Pamiętaj o tym, że wszystkie listki bibułek matujących są jednorazowego użytku. Po odciśnięciu nadmiaru sebum, wyrzuć je do kosza. Unikniesz tym samym rozprzestrzenienia się bakterii, dla których tłuszcz jest doskonałym środowiskiem do rozwoju.
Ważne jest również, aby mieć przy sobie puder transparenty. Po zabiegu pozbycia się bibułką sebum możemy śmiało przypudrować te miejsca, w które ingerowaliśmy. Przedłuży to efekt zmatowienia i utrwali makijaż.
W naszej drogerii znajdziesz bibułki matujące wielu znanych marek. Możesz wybierać spośród opakowań mieszczących 50, a nawet 100 sztuk. Te niemal przezroczyste chusteczki opakowane są w płaskie, tekturowe pudełeczka i ułożone w taki sposób, że wyciągnięcie jednej z nich nie powoduje wysunięcia się pozostałych, co zapewnia odpowiednią higienę. Bibułki znajdą zastosowanie wszędzie, ale szczególnie przydadzą się w podróży, kiedy często nie ma warunków na inne poprawki makijażu. Bibułki do makijażu są miękkie, skutecznie pochłaniają nadmiar sebum i wilgoci, nie powodując podrażnień.
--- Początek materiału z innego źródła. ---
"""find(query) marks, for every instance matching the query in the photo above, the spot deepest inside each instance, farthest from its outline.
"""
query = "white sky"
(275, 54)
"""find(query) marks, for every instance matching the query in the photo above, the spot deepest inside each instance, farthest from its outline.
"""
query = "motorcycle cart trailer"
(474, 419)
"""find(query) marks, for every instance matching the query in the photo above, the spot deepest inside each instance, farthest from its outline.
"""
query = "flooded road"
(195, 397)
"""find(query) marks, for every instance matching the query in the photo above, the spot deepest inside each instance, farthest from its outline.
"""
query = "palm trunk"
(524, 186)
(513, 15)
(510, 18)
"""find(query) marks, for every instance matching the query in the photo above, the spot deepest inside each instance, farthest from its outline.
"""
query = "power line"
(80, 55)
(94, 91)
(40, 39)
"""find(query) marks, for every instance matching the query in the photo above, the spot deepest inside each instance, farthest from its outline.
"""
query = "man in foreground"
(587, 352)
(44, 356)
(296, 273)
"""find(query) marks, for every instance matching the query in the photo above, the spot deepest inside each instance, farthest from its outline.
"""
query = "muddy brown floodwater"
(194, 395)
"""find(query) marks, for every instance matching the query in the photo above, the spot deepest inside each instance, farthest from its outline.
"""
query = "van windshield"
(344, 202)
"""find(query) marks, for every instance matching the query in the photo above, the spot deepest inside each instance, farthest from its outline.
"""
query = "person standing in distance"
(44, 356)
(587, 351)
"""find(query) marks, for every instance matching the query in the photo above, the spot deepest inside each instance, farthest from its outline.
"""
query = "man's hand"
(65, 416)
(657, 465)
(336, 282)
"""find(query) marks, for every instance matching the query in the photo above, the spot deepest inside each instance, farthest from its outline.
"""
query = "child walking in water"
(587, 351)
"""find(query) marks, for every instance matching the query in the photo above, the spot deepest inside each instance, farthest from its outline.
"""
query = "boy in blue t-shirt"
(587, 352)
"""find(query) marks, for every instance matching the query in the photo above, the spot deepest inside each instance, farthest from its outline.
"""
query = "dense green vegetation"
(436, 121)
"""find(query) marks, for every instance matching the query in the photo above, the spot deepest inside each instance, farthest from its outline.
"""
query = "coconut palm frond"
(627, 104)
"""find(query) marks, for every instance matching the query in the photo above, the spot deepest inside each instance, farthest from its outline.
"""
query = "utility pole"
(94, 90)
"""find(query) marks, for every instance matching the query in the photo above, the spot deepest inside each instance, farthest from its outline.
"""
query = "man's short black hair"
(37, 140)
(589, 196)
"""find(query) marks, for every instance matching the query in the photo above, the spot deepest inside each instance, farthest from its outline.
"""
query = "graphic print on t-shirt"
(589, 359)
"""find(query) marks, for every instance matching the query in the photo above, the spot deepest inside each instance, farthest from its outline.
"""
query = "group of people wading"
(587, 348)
Bibułki matujące - jak używać?
Otwórz opakowanie, delikatnie wyciągnij pojedynczą bibułkę i przyłóż ją do wybranych partii skóry, na której pojawił się nadmiar sebum. Pozostaw na kilka sekund, lekko dociskając. Po chwili zdejmij bibułkę i jeżeli istnieje taka konieczność, wykorzystaj kolejną do zmatowienia innych miejsc na twarzy.
Zaprzyjaźnij się z bibułkami, a już nigdy nie poczujesz się niekomfortowo. W łatwy i szybki sposób będziesz mogła opanować błyszczenie się skóry i przywrócić makijaż do porządku, w czysty i dyskretny sposób.